Should I work out or just check out when I am injured? As we age our bodies could be more susceptible to injuries. Prevention Magazine looked at some of the most prevelant types of injuries for those of us over 40. They sought the advice of Kimberly Safman, MD, board certified physiatrist at Hoag Orthopedic Institute in Irvine, California for some alternative moves for certain conditions.
One of the most common pains I hear about as an instructor is wrist pain caused by carpal tunnel syndrome. Hoag suggested, "You should avoid ... push-ups, plank pose, and any other exercise that involves excessive bending the wrist forward or back; racquet sports can also cause flare-ups."
She recommended, "Instead, you should try ... chest exercises where you can keep wrists straight and protected — using machines or dumbbells."
I am no stranger to back pain, and neither are many of my friends and fellow instructors. I have sought out the fitness route of Pilates as I age. Like many women in their 40s, I've had to cut back on my running and looked for cardio exercises that cause less impact, such as an elliptical trainer or recumbent bike.

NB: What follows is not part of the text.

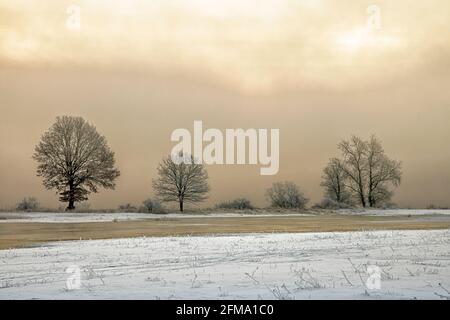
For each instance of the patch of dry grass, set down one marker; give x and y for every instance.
(26, 234)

If your back still hurts, Dr. Safman said, it could be your shoes. "Also, be sure to wear the appropriate shoes for your sport."
Shin splints could also be a problem for those who run repetitively. Mix it up like a triathlete. Prevention.com experts suggested turning to a biking and swimming cardio regimen as an alternative.
Arthritis, bursitis and impingement could be the cause of shoulder pain, said C. David Geier, Jr., MD, Director of Sports Medicine at the Medical University of South Carolina (MUSC) in Charleston.
According to the American Academy of Orthopaedic Surgeons, “The rotator cuff is a common source of pain in the shoulder. Pain can be the result of:
“- Tendinitis. The rotator cuff tendons can be irritated or damaged.
“- Bursitis. The bursa can become inflamed and swell with more fluid causing pain.
“- Impingement. When you raise your arm to shoulder height, the space between the acromion and rotator cuff narrows.